/cc/fileworld.cpp
https://github.com/lazyboy/lazypersonal · C++ · 216 lines · 165 code · 23 blank · 28 comment · 52 complexity · 96c741b3c201f2afcb849b44c3ff7267 MD5 · raw file
- // Sample solution for http://www dot ferozeh.com slash Interviews slash misc slah imo.aspx
- // try2: Read each file at most two times, at most two files open at a time.
- // W = max_number_of_words_in_file, W0 = num_words_in_first_file, O(W0lgWO + lgW0 * Sum|W|)

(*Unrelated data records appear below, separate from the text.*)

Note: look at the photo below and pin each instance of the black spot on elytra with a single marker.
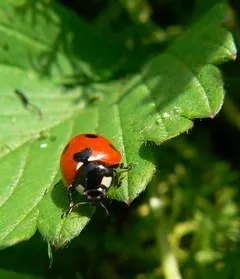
(65, 149)
(113, 147)
(91, 136)
(83, 155)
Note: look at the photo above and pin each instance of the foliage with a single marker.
(140, 85)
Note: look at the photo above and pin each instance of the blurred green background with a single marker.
(192, 202)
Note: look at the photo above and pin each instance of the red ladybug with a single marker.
(89, 165)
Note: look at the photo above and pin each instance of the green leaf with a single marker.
(160, 103)
(53, 42)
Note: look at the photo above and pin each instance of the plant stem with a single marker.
(168, 259)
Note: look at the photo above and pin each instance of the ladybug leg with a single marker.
(71, 202)
(118, 177)
(83, 156)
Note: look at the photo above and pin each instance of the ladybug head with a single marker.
(95, 195)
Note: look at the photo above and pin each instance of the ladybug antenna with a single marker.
(102, 205)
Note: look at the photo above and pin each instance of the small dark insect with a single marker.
(26, 103)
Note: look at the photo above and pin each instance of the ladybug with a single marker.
(89, 165)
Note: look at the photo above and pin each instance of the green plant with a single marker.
(84, 82)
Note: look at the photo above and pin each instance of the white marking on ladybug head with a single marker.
(98, 157)
(79, 164)
(106, 181)
(80, 189)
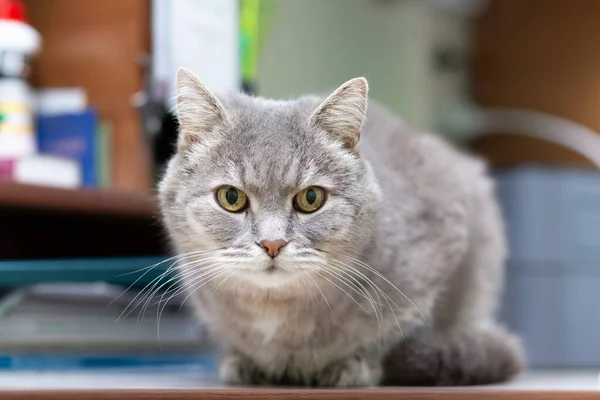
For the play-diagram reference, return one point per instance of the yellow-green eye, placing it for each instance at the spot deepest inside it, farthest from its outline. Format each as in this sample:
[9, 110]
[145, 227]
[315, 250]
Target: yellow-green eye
[232, 199]
[310, 199]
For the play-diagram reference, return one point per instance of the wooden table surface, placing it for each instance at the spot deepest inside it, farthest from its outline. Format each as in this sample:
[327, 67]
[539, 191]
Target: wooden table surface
[305, 394]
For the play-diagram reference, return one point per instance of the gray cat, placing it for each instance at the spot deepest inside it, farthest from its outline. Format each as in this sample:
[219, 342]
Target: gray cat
[318, 259]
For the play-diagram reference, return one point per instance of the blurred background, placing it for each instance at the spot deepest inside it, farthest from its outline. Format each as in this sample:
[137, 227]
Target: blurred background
[85, 131]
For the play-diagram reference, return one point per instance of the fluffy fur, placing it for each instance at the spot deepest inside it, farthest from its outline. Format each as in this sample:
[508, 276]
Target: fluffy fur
[394, 280]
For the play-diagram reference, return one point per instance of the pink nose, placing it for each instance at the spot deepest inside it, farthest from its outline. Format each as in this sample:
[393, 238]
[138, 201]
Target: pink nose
[272, 246]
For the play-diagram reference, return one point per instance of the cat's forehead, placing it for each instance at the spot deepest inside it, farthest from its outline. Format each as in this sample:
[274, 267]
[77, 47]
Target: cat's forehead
[270, 144]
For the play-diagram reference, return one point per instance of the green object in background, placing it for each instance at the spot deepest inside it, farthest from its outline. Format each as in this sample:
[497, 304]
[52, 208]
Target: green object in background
[249, 41]
[255, 18]
[119, 271]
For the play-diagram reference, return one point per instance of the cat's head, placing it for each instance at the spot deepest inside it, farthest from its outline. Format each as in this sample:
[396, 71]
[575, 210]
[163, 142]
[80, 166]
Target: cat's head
[266, 191]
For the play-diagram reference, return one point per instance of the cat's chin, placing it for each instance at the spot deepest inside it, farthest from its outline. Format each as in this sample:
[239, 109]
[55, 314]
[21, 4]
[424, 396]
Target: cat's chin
[271, 278]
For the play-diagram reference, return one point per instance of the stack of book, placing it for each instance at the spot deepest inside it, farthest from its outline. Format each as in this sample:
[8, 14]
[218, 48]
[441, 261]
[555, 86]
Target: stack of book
[73, 144]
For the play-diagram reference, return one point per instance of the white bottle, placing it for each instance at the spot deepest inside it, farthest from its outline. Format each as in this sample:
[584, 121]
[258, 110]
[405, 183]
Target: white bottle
[18, 43]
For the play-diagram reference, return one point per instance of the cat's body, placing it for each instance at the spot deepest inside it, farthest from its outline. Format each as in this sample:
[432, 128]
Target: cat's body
[394, 279]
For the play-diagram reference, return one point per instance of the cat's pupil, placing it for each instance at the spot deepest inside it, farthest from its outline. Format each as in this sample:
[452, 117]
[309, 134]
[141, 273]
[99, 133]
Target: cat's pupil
[231, 196]
[311, 196]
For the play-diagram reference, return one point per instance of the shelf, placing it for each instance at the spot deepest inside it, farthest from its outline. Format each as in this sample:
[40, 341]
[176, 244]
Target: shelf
[15, 195]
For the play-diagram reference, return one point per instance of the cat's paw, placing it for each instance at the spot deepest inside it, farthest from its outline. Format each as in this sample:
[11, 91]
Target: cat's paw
[355, 371]
[236, 370]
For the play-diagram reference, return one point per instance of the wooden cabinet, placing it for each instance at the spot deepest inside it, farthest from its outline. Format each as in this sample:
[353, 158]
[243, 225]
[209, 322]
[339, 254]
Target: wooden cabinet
[97, 44]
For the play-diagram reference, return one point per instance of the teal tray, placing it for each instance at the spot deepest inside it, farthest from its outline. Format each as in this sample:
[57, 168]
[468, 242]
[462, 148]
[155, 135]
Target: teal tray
[120, 271]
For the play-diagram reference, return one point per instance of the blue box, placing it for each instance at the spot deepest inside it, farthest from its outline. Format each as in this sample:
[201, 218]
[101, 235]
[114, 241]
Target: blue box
[72, 136]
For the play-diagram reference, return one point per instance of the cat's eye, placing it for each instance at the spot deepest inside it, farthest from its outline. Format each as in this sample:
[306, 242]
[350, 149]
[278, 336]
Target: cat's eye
[310, 199]
[232, 199]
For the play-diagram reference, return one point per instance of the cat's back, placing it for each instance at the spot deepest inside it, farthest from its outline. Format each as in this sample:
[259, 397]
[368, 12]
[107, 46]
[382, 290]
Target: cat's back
[404, 159]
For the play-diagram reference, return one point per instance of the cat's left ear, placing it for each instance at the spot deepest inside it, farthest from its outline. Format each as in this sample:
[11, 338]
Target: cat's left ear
[342, 114]
[198, 110]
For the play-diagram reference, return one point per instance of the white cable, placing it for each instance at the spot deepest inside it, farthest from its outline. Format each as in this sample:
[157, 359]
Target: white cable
[543, 126]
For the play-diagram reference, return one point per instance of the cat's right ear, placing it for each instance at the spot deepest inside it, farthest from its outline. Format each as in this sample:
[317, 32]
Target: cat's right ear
[199, 112]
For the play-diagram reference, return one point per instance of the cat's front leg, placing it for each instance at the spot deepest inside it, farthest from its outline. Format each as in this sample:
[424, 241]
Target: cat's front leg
[237, 370]
[358, 370]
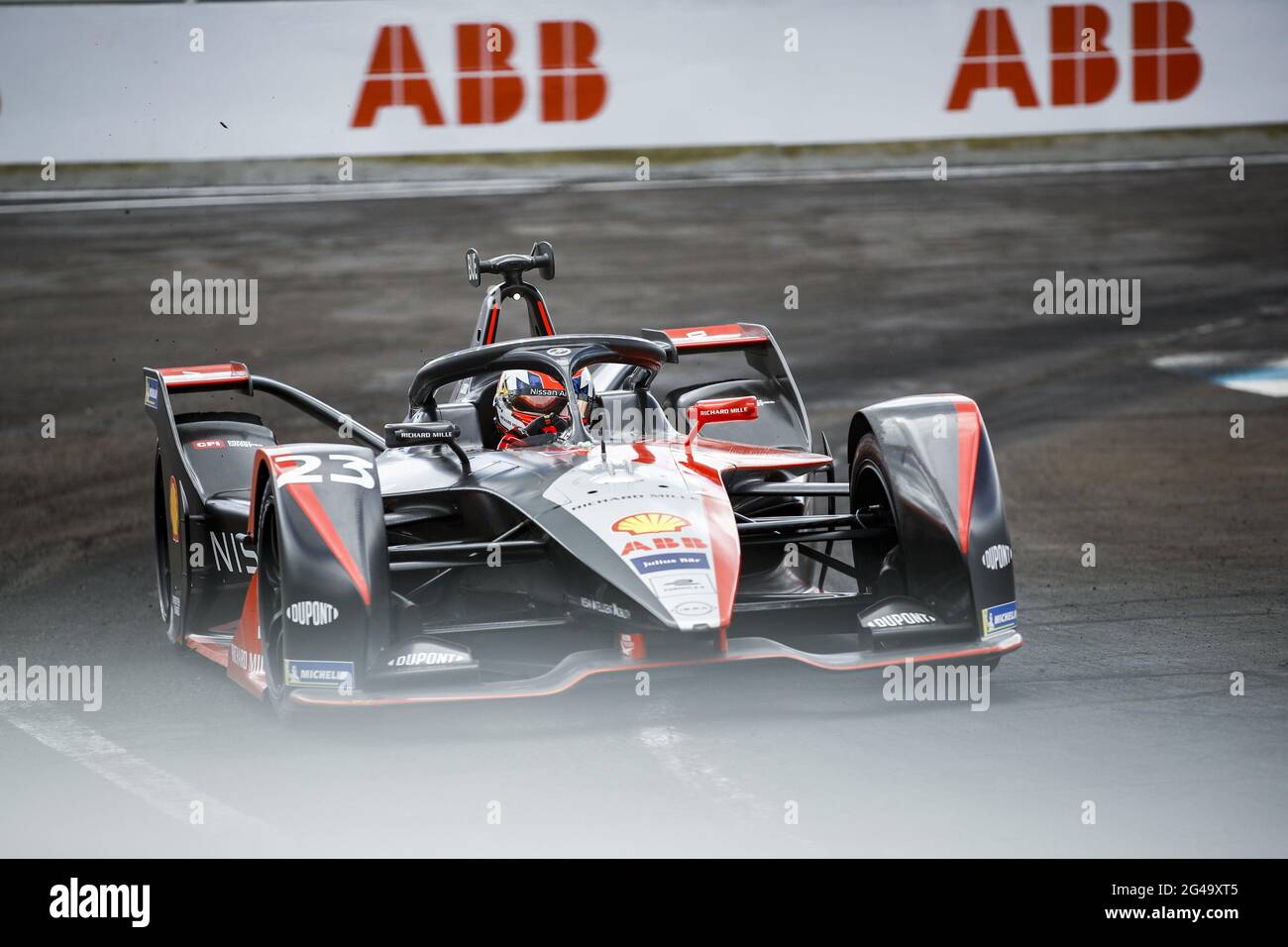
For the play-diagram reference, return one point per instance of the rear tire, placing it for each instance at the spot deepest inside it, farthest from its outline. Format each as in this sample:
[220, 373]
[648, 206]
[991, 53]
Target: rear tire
[161, 543]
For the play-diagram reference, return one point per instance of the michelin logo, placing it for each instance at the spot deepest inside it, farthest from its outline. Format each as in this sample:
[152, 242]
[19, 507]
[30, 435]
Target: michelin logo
[1000, 618]
[318, 673]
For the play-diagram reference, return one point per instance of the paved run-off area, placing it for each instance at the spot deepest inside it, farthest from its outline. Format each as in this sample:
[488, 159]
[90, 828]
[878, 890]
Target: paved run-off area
[1122, 694]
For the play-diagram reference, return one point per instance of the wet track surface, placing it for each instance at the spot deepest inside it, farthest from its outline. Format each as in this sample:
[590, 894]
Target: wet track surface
[1121, 694]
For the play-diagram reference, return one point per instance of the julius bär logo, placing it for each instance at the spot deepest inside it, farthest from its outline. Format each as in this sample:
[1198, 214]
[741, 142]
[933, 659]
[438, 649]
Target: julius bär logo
[488, 89]
[1083, 67]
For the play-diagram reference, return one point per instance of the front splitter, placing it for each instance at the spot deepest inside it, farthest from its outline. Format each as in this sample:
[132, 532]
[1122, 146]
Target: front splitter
[584, 664]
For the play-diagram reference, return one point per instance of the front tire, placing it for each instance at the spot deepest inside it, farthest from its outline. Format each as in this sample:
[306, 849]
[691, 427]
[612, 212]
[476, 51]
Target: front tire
[879, 561]
[269, 605]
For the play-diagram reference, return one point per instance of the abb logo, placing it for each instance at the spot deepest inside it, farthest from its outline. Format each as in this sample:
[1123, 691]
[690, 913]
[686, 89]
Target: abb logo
[488, 89]
[662, 543]
[1083, 68]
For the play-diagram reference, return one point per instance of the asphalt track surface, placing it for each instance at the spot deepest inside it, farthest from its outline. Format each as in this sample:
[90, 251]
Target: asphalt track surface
[1121, 694]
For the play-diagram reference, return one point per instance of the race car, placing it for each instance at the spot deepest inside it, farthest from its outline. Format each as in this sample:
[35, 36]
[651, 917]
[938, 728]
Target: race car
[450, 557]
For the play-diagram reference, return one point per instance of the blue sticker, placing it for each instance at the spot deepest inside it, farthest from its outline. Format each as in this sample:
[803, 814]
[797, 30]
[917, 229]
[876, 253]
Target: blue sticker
[1000, 618]
[318, 673]
[665, 562]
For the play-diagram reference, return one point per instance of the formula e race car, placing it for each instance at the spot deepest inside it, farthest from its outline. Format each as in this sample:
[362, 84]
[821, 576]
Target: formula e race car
[429, 564]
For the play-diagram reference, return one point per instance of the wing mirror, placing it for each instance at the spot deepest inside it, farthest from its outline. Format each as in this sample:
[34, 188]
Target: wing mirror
[417, 433]
[716, 410]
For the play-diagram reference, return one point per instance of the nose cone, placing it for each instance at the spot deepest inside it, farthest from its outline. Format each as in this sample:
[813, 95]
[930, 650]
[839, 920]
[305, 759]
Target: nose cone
[653, 522]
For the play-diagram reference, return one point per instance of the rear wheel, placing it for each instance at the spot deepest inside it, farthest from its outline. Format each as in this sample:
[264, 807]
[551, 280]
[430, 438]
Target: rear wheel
[161, 544]
[877, 560]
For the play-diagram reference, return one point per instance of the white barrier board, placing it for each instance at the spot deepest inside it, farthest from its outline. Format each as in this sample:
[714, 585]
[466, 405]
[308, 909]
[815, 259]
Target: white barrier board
[200, 81]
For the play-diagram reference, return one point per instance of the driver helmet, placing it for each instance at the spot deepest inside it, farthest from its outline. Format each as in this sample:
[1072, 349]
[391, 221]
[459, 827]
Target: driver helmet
[522, 395]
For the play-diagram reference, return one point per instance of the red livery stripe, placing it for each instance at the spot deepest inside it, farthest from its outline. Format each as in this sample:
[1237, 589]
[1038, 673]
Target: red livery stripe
[967, 454]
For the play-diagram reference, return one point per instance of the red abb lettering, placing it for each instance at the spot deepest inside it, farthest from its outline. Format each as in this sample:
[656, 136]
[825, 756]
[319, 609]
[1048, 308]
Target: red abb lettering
[572, 86]
[1081, 76]
[489, 90]
[395, 76]
[1164, 65]
[992, 60]
[1083, 69]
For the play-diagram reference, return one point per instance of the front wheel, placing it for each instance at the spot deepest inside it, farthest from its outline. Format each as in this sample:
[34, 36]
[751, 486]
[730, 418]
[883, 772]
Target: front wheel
[879, 562]
[269, 605]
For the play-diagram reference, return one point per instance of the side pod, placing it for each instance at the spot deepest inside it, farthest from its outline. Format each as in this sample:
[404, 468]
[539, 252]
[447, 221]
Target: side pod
[948, 505]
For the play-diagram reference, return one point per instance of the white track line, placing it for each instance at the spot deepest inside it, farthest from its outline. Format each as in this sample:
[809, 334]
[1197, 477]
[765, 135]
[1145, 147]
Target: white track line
[159, 789]
[141, 198]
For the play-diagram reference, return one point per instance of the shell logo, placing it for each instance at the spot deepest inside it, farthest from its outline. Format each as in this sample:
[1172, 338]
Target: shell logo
[644, 523]
[174, 510]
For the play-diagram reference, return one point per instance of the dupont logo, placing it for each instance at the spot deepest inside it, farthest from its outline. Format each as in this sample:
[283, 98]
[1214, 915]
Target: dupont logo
[489, 90]
[997, 557]
[425, 657]
[901, 620]
[1085, 52]
[312, 612]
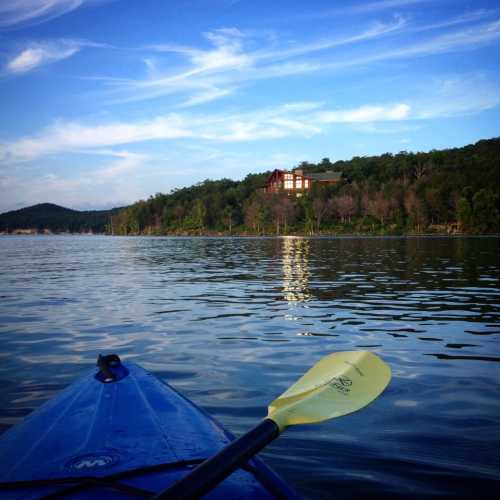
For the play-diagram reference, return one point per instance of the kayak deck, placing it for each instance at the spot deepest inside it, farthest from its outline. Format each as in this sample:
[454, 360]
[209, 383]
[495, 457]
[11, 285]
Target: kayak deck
[137, 432]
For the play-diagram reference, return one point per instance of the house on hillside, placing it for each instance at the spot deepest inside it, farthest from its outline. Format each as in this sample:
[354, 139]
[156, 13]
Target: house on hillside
[297, 182]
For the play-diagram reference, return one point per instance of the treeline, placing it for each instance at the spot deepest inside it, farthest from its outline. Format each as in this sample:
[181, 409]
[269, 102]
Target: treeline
[47, 217]
[450, 190]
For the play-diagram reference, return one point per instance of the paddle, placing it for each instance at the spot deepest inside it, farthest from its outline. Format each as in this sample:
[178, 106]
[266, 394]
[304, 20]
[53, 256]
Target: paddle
[338, 384]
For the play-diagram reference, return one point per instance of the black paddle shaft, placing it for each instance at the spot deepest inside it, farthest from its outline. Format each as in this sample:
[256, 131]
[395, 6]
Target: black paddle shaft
[212, 471]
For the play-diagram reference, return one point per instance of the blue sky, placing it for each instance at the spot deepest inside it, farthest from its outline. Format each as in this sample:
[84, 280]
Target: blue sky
[104, 102]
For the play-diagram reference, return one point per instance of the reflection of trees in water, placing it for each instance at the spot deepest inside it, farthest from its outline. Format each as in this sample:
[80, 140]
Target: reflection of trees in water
[296, 269]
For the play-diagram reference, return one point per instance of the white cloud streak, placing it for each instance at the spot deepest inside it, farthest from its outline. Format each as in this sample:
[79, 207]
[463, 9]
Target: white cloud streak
[218, 71]
[110, 182]
[18, 13]
[456, 95]
[370, 7]
[41, 54]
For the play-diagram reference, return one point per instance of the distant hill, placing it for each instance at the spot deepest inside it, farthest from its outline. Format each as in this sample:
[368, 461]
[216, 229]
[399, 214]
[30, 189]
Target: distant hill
[448, 191]
[50, 218]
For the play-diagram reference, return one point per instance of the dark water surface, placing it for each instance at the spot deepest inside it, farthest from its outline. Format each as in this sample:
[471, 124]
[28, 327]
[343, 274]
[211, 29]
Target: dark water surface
[232, 322]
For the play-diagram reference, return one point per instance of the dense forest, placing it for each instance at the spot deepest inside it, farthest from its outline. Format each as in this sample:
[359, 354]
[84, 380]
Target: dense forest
[448, 191]
[454, 190]
[47, 217]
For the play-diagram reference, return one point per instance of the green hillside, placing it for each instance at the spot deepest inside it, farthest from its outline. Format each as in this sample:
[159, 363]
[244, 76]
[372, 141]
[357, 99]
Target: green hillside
[442, 191]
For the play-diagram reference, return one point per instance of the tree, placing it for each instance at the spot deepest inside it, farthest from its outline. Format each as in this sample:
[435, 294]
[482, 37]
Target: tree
[346, 207]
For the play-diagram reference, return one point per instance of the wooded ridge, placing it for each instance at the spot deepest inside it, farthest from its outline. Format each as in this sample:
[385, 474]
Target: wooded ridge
[447, 191]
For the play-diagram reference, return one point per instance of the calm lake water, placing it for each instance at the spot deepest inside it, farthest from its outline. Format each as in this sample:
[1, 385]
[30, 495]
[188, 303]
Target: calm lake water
[232, 322]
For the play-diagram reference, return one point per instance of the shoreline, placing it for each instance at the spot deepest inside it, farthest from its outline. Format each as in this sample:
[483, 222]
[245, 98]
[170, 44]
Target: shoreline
[216, 234]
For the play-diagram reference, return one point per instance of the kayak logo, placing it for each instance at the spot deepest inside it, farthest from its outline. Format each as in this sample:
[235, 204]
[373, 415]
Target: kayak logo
[92, 461]
[341, 385]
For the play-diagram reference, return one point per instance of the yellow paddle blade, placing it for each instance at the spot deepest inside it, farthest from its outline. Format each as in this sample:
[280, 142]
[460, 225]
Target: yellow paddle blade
[338, 384]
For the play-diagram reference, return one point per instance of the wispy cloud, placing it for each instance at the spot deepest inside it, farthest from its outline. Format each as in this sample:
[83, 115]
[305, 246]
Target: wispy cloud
[110, 181]
[304, 119]
[42, 53]
[453, 95]
[18, 13]
[369, 7]
[217, 71]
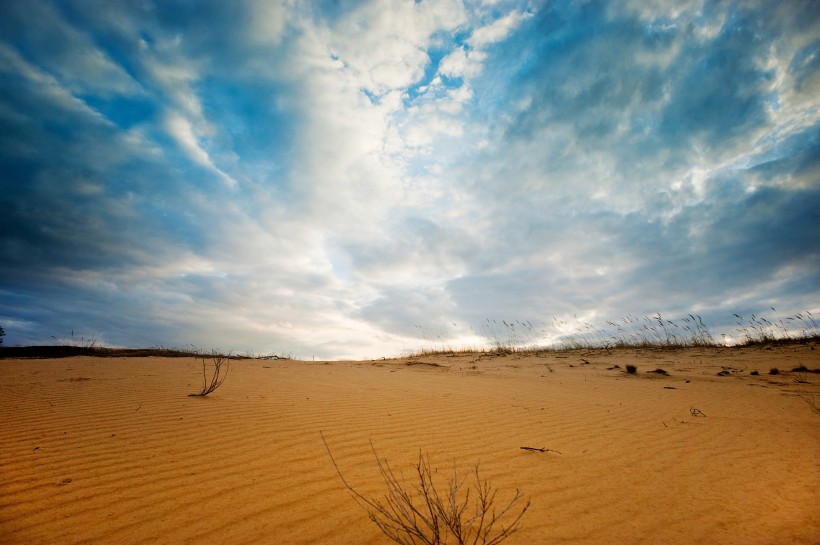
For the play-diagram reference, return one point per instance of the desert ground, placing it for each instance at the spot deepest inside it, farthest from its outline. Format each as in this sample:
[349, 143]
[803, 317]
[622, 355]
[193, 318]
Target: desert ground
[113, 450]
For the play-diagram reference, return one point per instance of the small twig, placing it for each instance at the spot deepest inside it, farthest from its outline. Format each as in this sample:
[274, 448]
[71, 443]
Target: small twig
[535, 449]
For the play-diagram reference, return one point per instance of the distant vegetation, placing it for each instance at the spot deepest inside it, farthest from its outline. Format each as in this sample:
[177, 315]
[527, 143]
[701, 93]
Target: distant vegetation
[629, 332]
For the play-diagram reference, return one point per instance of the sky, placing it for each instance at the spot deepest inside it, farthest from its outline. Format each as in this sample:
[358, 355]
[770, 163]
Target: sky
[359, 179]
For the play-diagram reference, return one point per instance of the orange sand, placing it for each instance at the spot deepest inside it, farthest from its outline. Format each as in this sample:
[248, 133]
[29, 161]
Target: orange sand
[106, 450]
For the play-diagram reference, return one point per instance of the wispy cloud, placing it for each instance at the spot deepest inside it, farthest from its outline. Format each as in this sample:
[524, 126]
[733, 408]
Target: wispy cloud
[321, 179]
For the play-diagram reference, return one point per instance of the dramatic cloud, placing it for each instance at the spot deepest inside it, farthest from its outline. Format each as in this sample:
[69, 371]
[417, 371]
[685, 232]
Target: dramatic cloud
[355, 179]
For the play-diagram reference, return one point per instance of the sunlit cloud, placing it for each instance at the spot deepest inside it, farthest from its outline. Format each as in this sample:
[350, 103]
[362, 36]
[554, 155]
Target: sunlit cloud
[339, 180]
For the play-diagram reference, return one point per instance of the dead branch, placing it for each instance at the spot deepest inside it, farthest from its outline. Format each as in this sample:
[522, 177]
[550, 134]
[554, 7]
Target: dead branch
[421, 514]
[540, 449]
[221, 366]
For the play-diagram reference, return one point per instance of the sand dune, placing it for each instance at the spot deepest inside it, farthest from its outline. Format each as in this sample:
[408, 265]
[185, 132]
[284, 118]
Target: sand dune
[108, 450]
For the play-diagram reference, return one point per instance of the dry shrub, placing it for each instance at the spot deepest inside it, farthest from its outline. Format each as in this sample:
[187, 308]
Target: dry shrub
[462, 513]
[220, 372]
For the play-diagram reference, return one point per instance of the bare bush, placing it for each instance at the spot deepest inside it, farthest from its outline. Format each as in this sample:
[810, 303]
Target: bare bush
[460, 514]
[220, 372]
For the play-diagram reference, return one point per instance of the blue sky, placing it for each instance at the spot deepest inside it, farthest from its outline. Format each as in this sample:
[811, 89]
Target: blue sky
[351, 179]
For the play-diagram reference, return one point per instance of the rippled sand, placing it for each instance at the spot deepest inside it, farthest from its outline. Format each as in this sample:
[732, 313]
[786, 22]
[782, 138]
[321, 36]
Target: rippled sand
[108, 450]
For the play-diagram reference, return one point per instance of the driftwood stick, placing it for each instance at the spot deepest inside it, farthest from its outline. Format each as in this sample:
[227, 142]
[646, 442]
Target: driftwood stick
[534, 449]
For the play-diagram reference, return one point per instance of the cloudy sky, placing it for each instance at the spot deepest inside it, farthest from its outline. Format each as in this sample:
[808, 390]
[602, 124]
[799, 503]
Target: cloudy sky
[360, 178]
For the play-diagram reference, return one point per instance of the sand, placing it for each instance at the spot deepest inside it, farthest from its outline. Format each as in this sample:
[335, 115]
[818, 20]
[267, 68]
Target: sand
[112, 450]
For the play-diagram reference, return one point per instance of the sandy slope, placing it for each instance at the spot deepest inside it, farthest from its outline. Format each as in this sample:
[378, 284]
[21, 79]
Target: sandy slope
[105, 450]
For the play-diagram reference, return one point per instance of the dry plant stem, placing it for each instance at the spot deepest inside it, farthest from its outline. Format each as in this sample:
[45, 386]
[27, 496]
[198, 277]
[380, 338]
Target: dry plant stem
[812, 404]
[429, 518]
[220, 372]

- // lazyboybd -= at =- gmail -= dot =- com
- #include <iostream>
- #include <stdio.h>
- #include <stdlib.h>
- #include <vector>
- #include <stdlib.h>
- #include <algorithm>
- using namespace std;
-
- #define rep(i, n) for (i = 0; i < (n); ++i)
- #define is_char(x) (((x)>='a'&&(x)<='z')||((x)>='A'&&(x)<='Z'))
-
- char* file_input[] = {
- "I am a bat, man how do You do testing far",
- "I am a cat walk man, How do you test it",
- "I am a very smashing man how do you do foo bar"//,
- //""
- };
-
- char* get_word(char** p, int* len) {
- while(**p && !is_char(**p)) ++(*p);
- if (!**p) return NULL;
- char* ret = *p;
- *len = 0;
- while(**p && is_char(**p)) ++(*p), ++(*len);
- // we're modifying input
- //**p = 0;
- return ret;
- }
-
- bool strnieq(char* a, char* b, int alen, int blen) {
- if (alen == blen) {
- while(alen--) {
- if (tolower(*a) != tolower(*b)) return false;
- a++, b++;
- }
- return true;
- }
- return false;
- }
- void print_word(char*p, int len) {
- while(len--) putchar(*p++);
- }
-
- // join "foo", "bar", "baz" to "foo-bar-baz", also mallocs.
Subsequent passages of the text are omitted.